Morpho hercules is a large Brazilian butterfly. Adults boast a wingspan of 120mm.
Hercules in Modern Culture
The myth of Hercules, his legendary strength and heroic activities, has inspired many artists and writers. The word 'Herculean' means to have huge resources when applied to a task, as in: 'He needed Herculean strength to lift the heavy object'.
When Reg Dwight changed his name to Elton John he included the middle name Hercules, but it's rarely used.
There are Hercules frescoes in the collegium at Herculaneum which survived A28303968.
Syndicated TV series – Hercules: The Legendary Journeys from 1995 – 1999 starred Kevin Sorbo in the title role. His character also guest-starred in Xena: Warrior Princess, whom he was credited with converting from evil to do-gooder.
Hércules CF is a football team which plays in Alicante, Spain.
Hercules (1997) a full-length animated cartoon produced by Walt Disney Feature Animation.
Hercules has appeared in comic form courtesy of Dell, Marvel Comics and DC Comics.
The former Microbiological Research Establishment of the MoD at Porton Down, Salisbury, Wiltshire has a fresco over the front entrance depicting the 12 Labours of Hercules. Originally meant to protect the UK against potential biological warfare threats, it was the longest brick-built building in the country at the time it was built.
The Three Stooges Meet Hercules starring Samson Burke as Hercules, and of course the three stooges Moe, Larry and Curly-Joe, was a 1961 comedy billed as 'more fun than a Roman circus'.

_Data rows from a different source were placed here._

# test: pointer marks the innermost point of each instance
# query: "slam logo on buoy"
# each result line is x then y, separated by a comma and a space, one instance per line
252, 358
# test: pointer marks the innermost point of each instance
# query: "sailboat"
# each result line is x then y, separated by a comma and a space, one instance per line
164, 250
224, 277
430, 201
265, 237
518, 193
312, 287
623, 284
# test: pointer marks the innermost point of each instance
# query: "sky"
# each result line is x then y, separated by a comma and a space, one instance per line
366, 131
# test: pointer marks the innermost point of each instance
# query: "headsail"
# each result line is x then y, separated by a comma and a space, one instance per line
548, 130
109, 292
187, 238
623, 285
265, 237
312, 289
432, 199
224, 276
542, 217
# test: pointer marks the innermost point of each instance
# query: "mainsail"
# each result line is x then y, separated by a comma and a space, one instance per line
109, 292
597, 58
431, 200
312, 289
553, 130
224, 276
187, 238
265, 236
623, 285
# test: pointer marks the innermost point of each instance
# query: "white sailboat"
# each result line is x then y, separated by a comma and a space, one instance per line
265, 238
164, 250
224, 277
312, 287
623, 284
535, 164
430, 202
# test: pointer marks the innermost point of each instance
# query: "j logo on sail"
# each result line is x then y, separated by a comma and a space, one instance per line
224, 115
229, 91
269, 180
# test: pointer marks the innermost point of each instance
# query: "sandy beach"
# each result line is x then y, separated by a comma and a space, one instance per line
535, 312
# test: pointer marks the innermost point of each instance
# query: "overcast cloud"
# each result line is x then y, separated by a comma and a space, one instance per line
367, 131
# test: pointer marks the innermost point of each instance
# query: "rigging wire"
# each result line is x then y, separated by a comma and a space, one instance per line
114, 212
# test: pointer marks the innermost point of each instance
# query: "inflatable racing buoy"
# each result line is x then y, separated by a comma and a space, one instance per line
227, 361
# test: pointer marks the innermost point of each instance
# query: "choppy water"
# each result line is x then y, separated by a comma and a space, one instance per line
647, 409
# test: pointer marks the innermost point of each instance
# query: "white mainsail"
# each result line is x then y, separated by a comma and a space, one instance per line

Other actors who have portrayed Hercules on film include 'The Governator' Arnold Schwarzenegger, 'Incredible Hulk' Lou Ferrigno and Nigel Green, whose Hercules character was one of the Argonauts in the search for the Golden Fleece.
The city of Iraklion, in Crete, Greece, is named after Hercules - the name means 'the place of Hercules'.